Through the use of Hubble and Keck telescopes, astronomers have come to a rather startling conclusion about the nature, which is the process of change in the "blue" galaxies. Specifically, it relates to a process of change that takes place in these galaxies has for now as eight billion years - in other words, for the period, which is more than half the age of the universe.
Until now, it was assumed that the disk-shaped galaxy with a classic for these galaxies form, appeared in the universe, in its present form, about 8 billion years ago, and only slightly changed in all that time.
However, recent observations suggest otherwise. As it turned out, the galaxies continued steady process of change during this time. In such ideal spiral galaxies as a nebula of Andromeda or the Milky Way, as the movement of star clusters and single stars, there is perfect order, in one direction, and one for all around the galactic center. However, in the most distant blue galaxies, stars behaving erratically are moving in many directions at once. At the same time, as noted by astronomers at these "irregular" galaxies, there is a tendency to what would achieve the orderly, "right" and the one-way traffic. In other words, these galaxies tend to take the form of regular spiral galaxies.
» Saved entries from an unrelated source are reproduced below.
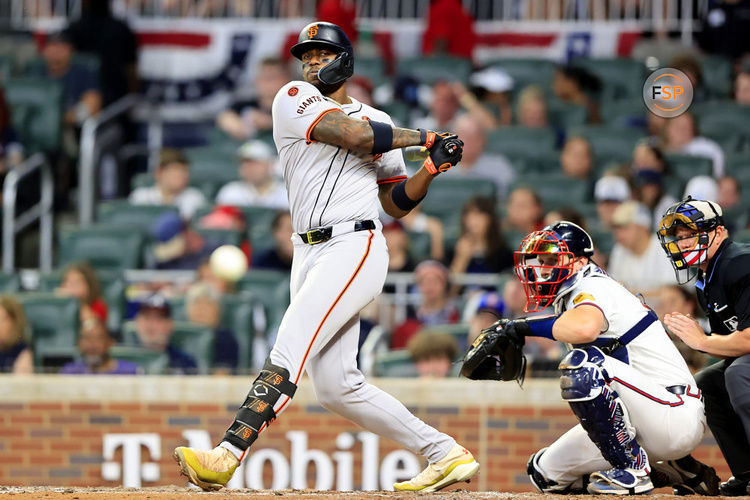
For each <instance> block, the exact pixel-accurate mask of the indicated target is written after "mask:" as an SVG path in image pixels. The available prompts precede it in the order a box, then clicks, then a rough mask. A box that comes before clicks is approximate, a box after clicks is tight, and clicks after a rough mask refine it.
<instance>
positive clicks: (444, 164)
mask: <svg viewBox="0 0 750 500" xmlns="http://www.w3.org/2000/svg"><path fill="white" fill-rule="evenodd" d="M452 166H453V165H452V164H451V163H450V162H445V163H443V164H442V165H435V162H434V161H432V157H431V156H428V157H427V159H426V160H425V161H424V168H426V169H427V171H428V172H429V173H431V174H432V175H438V174H439V173H441V172H447V171H448V170H450V168H451V167H452Z"/></svg>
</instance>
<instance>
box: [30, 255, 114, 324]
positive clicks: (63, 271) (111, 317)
mask: <svg viewBox="0 0 750 500" xmlns="http://www.w3.org/2000/svg"><path fill="white" fill-rule="evenodd" d="M63 273H64V269H56V270H54V271H52V272H50V273H45V274H41V275H40V276H39V290H40V291H42V292H54V291H55V290H56V289H57V288H59V286H60V284H61V283H62V279H63ZM96 276H97V278H99V287H100V288H101V292H102V299H103V300H104V302H106V303H107V325H106V326H107V328H108V329H109V331H111V332H119V331H120V327H121V326H122V321H123V318H124V317H125V281H124V280H123V277H122V273H121V272H119V271H108V270H101V269H98V270H97V271H96Z"/></svg>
The blue color of galaxies suggests that they are actively forming stars. As soon as the light from them is close to "our time" in these galaxies, a decrease of random motion of stars with increasing speed of the galaxy as a whole. While blue galaxies themselves are beginning to take shape, the approach to the classical form of spiral galaxies such as the Milky Way.
I should also mention the fact that the early observations were made exclusively for blue galaxies, which originally had been the correct form, completely ignoring the "wrong" of the galaxy. Currently, scientists have already identified possible "candidates" that have emission lines sufficiently clear and bright, which may see how they move within the star clusters. Emission lines are set, consisting of discrete wavelengths which are emitted by the galactic gas. Thus, the objects of attention from scientists became 544 blue galaxies, which are located at a distance from the Milky Way in the range of 2 to 8 billion years.